The company, which supplies free household goods to vulnerable people setting up home, was at risk of folding due to becoming a target of crime - but was saved three months ago when businessman Gary Hawkins offered the Stallings Lane site to Mr Tracey for rent at a third of the normal commercial rate.

Property developer Mr Thomas, aged 36, of Fens Crescent, Pensnett, who also owns up to having fallen foul of the law in years gone by, donated around £10,000 cash into renovating the Stallings Lane site for its charitable role and a further £15,000 worth of vehicles to help with the collection of household goods.

He now helps Mr Tracey to run Good News Recycling, which has linked up with Dudley Police's Offender Management Team to give people trying to turn their lives around a chance to use their skills to renovate furniture that can then be sold, some of it through the Born Again shop, run by Michael Ashman and Courtney Green in aid of CIA in Dudley Road, Brierley Hill.

Mr Tracey fell into a life of crime in the early 1990s when he ran a door security agency for nightclubs in Birmingham and Walsall, culminating in a terrifying car chase along the M1, during which he fired a hand gun at the other vehicle.

The escapade landed him with a 12-month prison sentence for firearms offences and violent disorder.

But his life turned around after the birth of his son, Harvey, 12 years ago.

"I didn't want him to end up like me," said Mr Tracey, who lives by "sofa surfing" around the homes of friends, spending several days a week with his son in Dudley.

"At the time I was on the run and living in fear for my life and then one day I answered the door - a can of beer in one hand and a spliff in the other - to a politician, who got his wife to ring me.

"The phone call lasted about four hours, during which I confessed everything and she asked me if I knew the Lord Jesus.
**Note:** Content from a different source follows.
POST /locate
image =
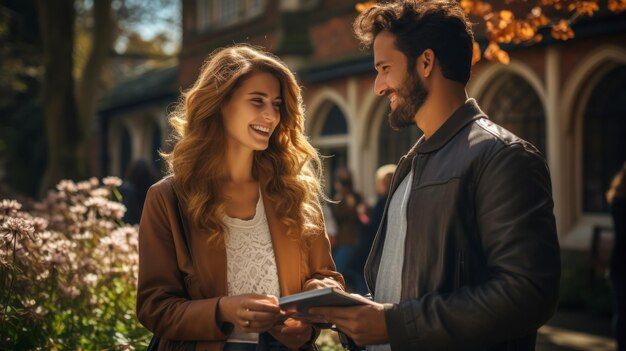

"Eventually I fell to my knees and felt the holy spirit come over me.

"Later I became a scrap man but when I found how much was being thrown away and wasted I offered some of it to the Brierley Hill Project, which helps vulnerable families.

"Then, two years ago, I started running my own scheme, supplying the Brierley Hill Project and other charities for the homeless and vulnerable - and I get a buzz out of helping other people."

Mr Thomas said: "I got into a bit of bother when I was younger, so come from the same side of the street as some of the people we are now helping at Good News Recycling."

Sgt Andy Springthorpe, of Dudley Offender Management Team, praised the initiative, saying it was a valuable way of helping people who had been released from prison or who were prolific offenders to raise their self-esteem, learn the "work ethic" and achieve a reference which could enable them to get a job.

"It's a really good method of stopping them from committing crime," he added.

Black Country magistrate Kelvin McGee, who reviews the performance of offenders after they have completed an eight-week programme with Good News Recycling to provide them with a reference to obtain future work, said: "I admire what Steve and Luke are doing - there are not many who will give offenders a chance like they do.

Anyone who wants to donate unwanted furniture, household appliances or clothing to help vulnerable families can contact Good News Recycling on 01384 400596 or 07708 830576.

People on low incomes can also purchase items directly from Good News Recycling - and Mr Tracey said: "You can kit out a whole house for £200 - sofas for a tenner, beds a tenner and so on - and the money raised goes back into keeping the place running and helping people who have absolutely nothing."